At the Edges
- Double Haul
- Feb 19, 2023
- 2 min read
Interesting and unpredictable things can happen at the edge of where one thing ends and another begins. Sometimes this border is clear and well-defined, but more often the intersection of change can be messy and less certain. Borders exist between people and places, between daylight and darkness, between life and death. When we approach a border, we find that the edges are rough and shifting. They are tested by forces and react in ways the soft middle is not. Revelations come at the boundaries.

When you look across the field to the stand of trees that run outside the fence line, you spot a deer peeking out of the shadows. A big brown trout hugs the undercut bank feeding, safe with the cover of the tall grass bending overhead. Edges offer shelter and escape. Prey and predator both crave the fringes. The same place offering protection for some and for others a position to launch an ambush.
With camera in hand, I especially like the edges of the day, the still of the lake at sunrise as the mist burns off. Leaving a warm bed ahead of your alarm clock is a small price to pay. Later, the sunset colours light up clouds that have spent all day curdling in the heat. Shadows lengthen as daylight retreats.
Cartographers considered what was beyond the edge of the explored world and assumed dangers lay in wait. Their map might include warnings of dragons or other monsters for the traveler who ventured into the void. With the latest in satellite technology there is not much left uncharted.

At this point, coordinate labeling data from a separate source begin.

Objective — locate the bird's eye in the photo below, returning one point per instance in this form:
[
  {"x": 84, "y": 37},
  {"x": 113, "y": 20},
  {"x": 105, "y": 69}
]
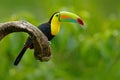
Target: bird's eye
[{"x": 57, "y": 15}]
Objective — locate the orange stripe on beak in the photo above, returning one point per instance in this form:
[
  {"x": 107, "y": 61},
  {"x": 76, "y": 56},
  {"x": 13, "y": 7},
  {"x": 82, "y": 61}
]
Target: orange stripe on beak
[{"x": 64, "y": 16}]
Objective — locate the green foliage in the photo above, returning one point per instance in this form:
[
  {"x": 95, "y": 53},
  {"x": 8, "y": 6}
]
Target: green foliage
[{"x": 77, "y": 54}]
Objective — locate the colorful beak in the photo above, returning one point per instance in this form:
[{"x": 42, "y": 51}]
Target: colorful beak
[{"x": 70, "y": 17}]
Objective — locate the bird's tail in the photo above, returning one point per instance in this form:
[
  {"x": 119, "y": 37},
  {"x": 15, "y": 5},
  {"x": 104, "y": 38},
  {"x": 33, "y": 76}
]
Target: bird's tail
[{"x": 20, "y": 55}]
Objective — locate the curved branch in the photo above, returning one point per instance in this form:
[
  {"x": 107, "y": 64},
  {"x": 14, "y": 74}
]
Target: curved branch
[{"x": 40, "y": 41}]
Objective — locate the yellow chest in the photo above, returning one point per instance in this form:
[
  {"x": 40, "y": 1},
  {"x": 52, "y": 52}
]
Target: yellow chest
[{"x": 55, "y": 26}]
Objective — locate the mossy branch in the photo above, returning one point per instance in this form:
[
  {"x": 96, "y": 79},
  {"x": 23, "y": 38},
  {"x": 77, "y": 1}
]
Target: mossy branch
[{"x": 40, "y": 41}]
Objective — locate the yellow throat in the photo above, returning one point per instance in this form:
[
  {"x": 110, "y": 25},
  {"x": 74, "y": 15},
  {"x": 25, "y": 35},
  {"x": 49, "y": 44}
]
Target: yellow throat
[{"x": 55, "y": 25}]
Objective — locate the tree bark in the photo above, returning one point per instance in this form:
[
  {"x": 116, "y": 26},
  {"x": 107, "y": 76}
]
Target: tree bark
[{"x": 40, "y": 41}]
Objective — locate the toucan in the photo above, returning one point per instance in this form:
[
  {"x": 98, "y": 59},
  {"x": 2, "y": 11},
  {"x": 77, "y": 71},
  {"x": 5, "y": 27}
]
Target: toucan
[{"x": 51, "y": 29}]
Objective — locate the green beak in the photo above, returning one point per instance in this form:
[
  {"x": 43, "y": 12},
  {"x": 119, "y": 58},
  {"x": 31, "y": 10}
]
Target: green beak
[{"x": 70, "y": 17}]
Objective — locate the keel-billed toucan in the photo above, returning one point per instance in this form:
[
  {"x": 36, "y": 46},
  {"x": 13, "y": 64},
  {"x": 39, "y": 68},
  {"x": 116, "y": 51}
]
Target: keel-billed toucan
[{"x": 51, "y": 29}]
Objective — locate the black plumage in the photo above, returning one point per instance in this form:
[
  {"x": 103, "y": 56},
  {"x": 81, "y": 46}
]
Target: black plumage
[{"x": 46, "y": 29}]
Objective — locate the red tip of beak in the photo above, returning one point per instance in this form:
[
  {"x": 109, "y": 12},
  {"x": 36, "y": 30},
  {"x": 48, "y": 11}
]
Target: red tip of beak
[{"x": 80, "y": 21}]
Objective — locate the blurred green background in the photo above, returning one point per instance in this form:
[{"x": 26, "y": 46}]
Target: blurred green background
[{"x": 77, "y": 54}]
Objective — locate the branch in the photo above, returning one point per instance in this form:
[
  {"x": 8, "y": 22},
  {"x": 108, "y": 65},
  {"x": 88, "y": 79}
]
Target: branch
[{"x": 40, "y": 41}]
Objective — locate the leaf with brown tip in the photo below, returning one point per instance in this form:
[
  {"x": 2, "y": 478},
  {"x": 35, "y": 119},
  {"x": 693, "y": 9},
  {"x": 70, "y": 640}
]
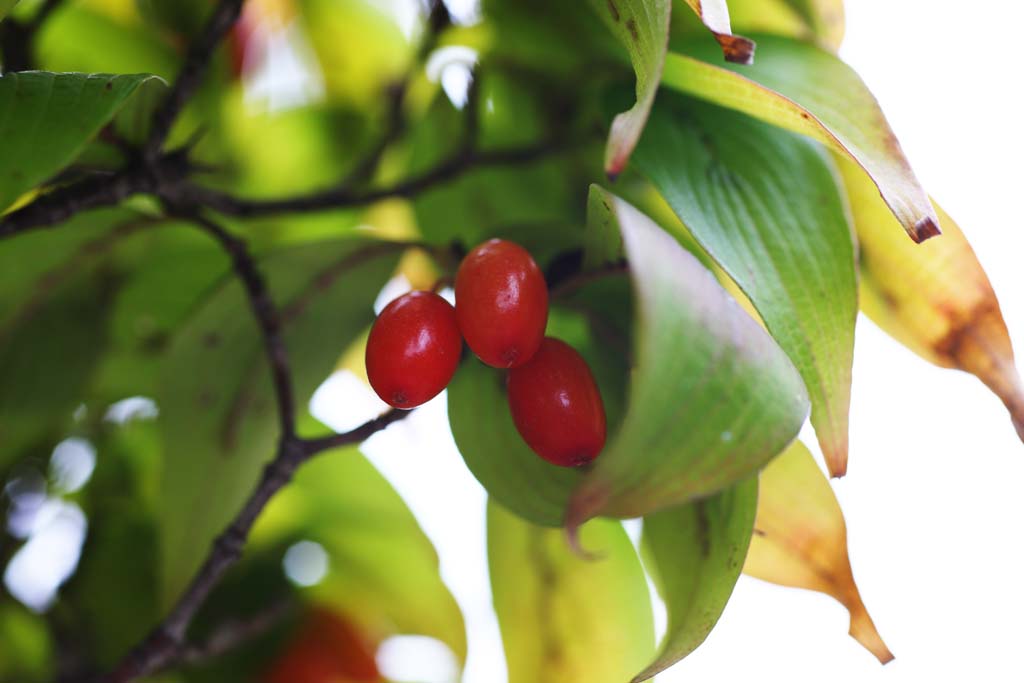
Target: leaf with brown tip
[
  {"x": 642, "y": 27},
  {"x": 715, "y": 15},
  {"x": 805, "y": 89},
  {"x": 800, "y": 540},
  {"x": 933, "y": 298}
]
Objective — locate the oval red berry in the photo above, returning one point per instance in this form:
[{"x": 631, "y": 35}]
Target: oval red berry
[
  {"x": 557, "y": 407},
  {"x": 501, "y": 302},
  {"x": 413, "y": 349}
]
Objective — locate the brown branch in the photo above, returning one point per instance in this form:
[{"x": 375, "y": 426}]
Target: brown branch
[
  {"x": 266, "y": 315},
  {"x": 233, "y": 634},
  {"x": 200, "y": 55},
  {"x": 340, "y": 198}
]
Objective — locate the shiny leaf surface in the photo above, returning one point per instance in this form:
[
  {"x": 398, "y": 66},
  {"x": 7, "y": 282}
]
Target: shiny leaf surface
[
  {"x": 701, "y": 415},
  {"x": 765, "y": 204},
  {"x": 695, "y": 553},
  {"x": 564, "y": 617},
  {"x": 807, "y": 90},
  {"x": 643, "y": 29}
]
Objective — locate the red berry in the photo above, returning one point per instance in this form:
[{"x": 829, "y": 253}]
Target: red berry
[
  {"x": 413, "y": 349},
  {"x": 557, "y": 407},
  {"x": 501, "y": 300}
]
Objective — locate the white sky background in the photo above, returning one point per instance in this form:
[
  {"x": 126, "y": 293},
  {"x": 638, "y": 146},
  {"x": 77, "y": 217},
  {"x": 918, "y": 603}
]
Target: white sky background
[{"x": 933, "y": 497}]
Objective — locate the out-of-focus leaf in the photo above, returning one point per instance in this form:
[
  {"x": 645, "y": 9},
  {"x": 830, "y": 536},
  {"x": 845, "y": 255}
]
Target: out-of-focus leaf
[
  {"x": 359, "y": 47},
  {"x": 643, "y": 29},
  {"x": 383, "y": 571},
  {"x": 765, "y": 205},
  {"x": 481, "y": 423},
  {"x": 5, "y": 7},
  {"x": 26, "y": 647},
  {"x": 47, "y": 120},
  {"x": 715, "y": 15},
  {"x": 695, "y": 553},
  {"x": 935, "y": 299},
  {"x": 800, "y": 540},
  {"x": 48, "y": 352},
  {"x": 702, "y": 415},
  {"x": 821, "y": 22},
  {"x": 217, "y": 407},
  {"x": 805, "y": 89},
  {"x": 564, "y": 617}
]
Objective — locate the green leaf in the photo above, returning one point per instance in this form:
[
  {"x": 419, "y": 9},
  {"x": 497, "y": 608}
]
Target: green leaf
[
  {"x": 765, "y": 204},
  {"x": 715, "y": 15},
  {"x": 820, "y": 22},
  {"x": 383, "y": 570},
  {"x": 805, "y": 89},
  {"x": 217, "y": 408},
  {"x": 564, "y": 617},
  {"x": 46, "y": 119},
  {"x": 481, "y": 423},
  {"x": 5, "y": 7},
  {"x": 695, "y": 552},
  {"x": 643, "y": 29},
  {"x": 712, "y": 398}
]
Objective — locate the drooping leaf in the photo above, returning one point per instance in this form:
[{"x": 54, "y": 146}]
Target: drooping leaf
[
  {"x": 715, "y": 15},
  {"x": 217, "y": 408},
  {"x": 935, "y": 299},
  {"x": 695, "y": 552},
  {"x": 382, "y": 571},
  {"x": 805, "y": 89},
  {"x": 46, "y": 119},
  {"x": 821, "y": 22},
  {"x": 481, "y": 422},
  {"x": 712, "y": 396},
  {"x": 643, "y": 29},
  {"x": 800, "y": 540},
  {"x": 765, "y": 205},
  {"x": 564, "y": 617}
]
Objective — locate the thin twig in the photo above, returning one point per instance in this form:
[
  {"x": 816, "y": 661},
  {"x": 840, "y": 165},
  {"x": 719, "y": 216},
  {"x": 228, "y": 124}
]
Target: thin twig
[
  {"x": 340, "y": 198},
  {"x": 233, "y": 634},
  {"x": 266, "y": 315},
  {"x": 199, "y": 57}
]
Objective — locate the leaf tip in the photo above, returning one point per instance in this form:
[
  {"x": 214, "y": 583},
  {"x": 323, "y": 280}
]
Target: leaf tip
[
  {"x": 926, "y": 228},
  {"x": 863, "y": 631}
]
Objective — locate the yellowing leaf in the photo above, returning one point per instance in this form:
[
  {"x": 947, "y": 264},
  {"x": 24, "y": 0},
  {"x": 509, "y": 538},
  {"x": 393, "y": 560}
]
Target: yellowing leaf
[
  {"x": 822, "y": 22},
  {"x": 800, "y": 540},
  {"x": 715, "y": 15},
  {"x": 565, "y": 619},
  {"x": 934, "y": 298},
  {"x": 643, "y": 28},
  {"x": 805, "y": 89}
]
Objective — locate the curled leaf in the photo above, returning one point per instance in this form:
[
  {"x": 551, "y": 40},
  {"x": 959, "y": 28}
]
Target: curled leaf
[
  {"x": 934, "y": 298},
  {"x": 805, "y": 89},
  {"x": 715, "y": 15},
  {"x": 712, "y": 396},
  {"x": 564, "y": 617},
  {"x": 694, "y": 553},
  {"x": 766, "y": 206},
  {"x": 800, "y": 540},
  {"x": 642, "y": 27}
]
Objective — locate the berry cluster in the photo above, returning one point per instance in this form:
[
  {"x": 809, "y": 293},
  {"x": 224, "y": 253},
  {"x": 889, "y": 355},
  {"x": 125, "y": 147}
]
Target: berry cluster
[{"x": 501, "y": 309}]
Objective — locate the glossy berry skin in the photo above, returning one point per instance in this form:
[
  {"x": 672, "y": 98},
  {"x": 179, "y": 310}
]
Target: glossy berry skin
[
  {"x": 413, "y": 350},
  {"x": 501, "y": 300},
  {"x": 557, "y": 407}
]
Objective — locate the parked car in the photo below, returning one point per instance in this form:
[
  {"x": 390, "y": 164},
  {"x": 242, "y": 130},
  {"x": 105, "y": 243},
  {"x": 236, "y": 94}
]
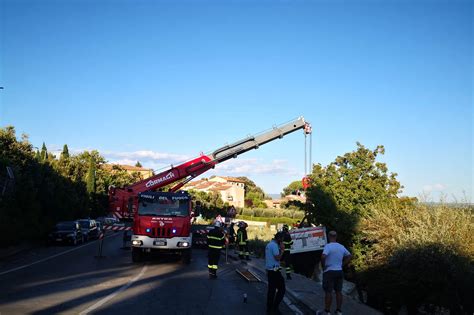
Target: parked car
[
  {"x": 89, "y": 229},
  {"x": 66, "y": 232},
  {"x": 100, "y": 227}
]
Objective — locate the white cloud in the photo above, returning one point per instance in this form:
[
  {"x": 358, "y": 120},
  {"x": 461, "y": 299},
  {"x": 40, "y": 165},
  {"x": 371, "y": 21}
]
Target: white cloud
[
  {"x": 434, "y": 187},
  {"x": 246, "y": 167}
]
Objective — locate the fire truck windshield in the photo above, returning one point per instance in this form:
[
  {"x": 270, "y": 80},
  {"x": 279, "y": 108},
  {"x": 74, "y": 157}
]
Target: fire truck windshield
[{"x": 164, "y": 207}]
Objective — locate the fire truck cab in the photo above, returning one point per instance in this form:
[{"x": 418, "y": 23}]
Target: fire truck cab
[{"x": 162, "y": 225}]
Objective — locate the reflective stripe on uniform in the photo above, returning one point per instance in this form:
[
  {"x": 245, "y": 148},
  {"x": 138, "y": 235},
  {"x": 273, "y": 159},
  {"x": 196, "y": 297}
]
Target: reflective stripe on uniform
[
  {"x": 217, "y": 247},
  {"x": 215, "y": 238}
]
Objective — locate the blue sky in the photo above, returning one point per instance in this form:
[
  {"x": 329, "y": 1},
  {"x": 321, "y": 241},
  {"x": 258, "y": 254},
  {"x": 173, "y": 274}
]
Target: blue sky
[{"x": 161, "y": 81}]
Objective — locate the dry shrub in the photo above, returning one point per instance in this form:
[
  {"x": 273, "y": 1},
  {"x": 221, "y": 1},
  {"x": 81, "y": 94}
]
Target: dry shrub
[
  {"x": 420, "y": 256},
  {"x": 393, "y": 227}
]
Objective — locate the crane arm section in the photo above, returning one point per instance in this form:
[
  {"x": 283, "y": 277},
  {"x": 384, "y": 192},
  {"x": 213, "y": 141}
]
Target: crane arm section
[{"x": 120, "y": 198}]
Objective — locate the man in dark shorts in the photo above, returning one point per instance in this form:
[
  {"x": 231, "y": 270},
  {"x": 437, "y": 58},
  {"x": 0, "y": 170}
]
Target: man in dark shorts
[{"x": 333, "y": 258}]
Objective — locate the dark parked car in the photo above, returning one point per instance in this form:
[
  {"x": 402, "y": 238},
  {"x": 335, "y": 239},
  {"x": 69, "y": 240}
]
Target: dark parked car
[
  {"x": 89, "y": 229},
  {"x": 66, "y": 232}
]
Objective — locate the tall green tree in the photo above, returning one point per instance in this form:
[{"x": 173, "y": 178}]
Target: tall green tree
[
  {"x": 295, "y": 186},
  {"x": 91, "y": 176},
  {"x": 44, "y": 152},
  {"x": 65, "y": 153},
  {"x": 254, "y": 195},
  {"x": 343, "y": 192}
]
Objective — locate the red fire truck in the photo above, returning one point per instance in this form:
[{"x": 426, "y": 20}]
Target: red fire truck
[{"x": 162, "y": 220}]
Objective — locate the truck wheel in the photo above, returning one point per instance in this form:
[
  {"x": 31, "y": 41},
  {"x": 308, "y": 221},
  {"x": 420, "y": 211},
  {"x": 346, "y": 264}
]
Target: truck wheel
[
  {"x": 186, "y": 256},
  {"x": 137, "y": 255}
]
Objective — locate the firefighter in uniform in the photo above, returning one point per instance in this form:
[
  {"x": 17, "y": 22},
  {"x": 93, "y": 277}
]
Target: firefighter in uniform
[
  {"x": 242, "y": 241},
  {"x": 288, "y": 242},
  {"x": 215, "y": 242}
]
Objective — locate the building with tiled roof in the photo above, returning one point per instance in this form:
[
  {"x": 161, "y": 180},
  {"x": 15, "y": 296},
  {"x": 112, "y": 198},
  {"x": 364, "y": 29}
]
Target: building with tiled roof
[{"x": 231, "y": 189}]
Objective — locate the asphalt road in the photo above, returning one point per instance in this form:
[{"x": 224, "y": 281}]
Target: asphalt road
[{"x": 70, "y": 280}]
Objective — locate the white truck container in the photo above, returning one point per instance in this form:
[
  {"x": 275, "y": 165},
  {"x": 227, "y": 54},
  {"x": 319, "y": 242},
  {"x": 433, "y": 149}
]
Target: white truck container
[{"x": 308, "y": 239}]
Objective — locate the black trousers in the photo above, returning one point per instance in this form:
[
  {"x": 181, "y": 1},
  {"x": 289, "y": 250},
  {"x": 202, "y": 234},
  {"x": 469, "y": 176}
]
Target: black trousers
[
  {"x": 243, "y": 251},
  {"x": 287, "y": 260},
  {"x": 276, "y": 289},
  {"x": 213, "y": 260}
]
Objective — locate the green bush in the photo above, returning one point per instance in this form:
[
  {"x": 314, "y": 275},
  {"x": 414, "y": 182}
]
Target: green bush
[{"x": 421, "y": 256}]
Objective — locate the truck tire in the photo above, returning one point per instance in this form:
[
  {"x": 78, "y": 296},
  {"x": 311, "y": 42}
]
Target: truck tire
[
  {"x": 186, "y": 256},
  {"x": 137, "y": 255}
]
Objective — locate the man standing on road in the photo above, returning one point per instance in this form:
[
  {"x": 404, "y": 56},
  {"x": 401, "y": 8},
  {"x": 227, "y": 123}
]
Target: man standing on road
[
  {"x": 288, "y": 242},
  {"x": 215, "y": 242},
  {"x": 276, "y": 284},
  {"x": 333, "y": 258},
  {"x": 242, "y": 241}
]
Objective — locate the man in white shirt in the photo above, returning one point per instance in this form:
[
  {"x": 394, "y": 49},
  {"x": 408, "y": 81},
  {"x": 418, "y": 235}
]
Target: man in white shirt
[{"x": 333, "y": 258}]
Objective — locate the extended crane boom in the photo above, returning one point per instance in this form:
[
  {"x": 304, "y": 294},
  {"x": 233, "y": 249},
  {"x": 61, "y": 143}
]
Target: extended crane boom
[{"x": 122, "y": 201}]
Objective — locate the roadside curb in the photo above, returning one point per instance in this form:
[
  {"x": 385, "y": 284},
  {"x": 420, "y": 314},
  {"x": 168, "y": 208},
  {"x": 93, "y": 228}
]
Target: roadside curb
[
  {"x": 301, "y": 301},
  {"x": 12, "y": 251},
  {"x": 302, "y": 308}
]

The edge of one’s lifetime mostly seems a distant out-of-focus horizon. Then something happens that pulls it towards you and makes it suddenly urgent and sharp. Maybe it’s a friend’s cancer diagnosis. A car accident. And you realize the edge isn’t as far away as you might hope. If you’re lucky you dodge this realization when you’re young and it only comes when you have built a reserve of good memories to carry you over. Whenever it does arrive, it can be a wakeup call. It changes your sense of boundary and introduces an awareness of finality, of unavoidable endings and hard edges. Living takes on a new urgency and the things you put off demand renewed attention.
I used to daydream that if I received notice of my imminent finality, I would drop everything and rush to do all the things I had wanted to experience. Seek out the places I had wanted to see. Open the best wines. Break the rules I had kept conscientiously until then. Knowing a few close friends who have faced such a situation, I came to realize they were either too sick to do them, or too busy fighting to survive. By the time they were resigned to their fate, they had neither time nor energy to tackle their inventory of the unfulfilled.
Some, too few, come through such a scare having postponed fate. Do they trust in their luck or are they always looking over their shoulder? They have pushed back the edge but carry with them an awareness that it can take a giant step closer when you least expect it. Can the rest of us learn this lesson without such a trial.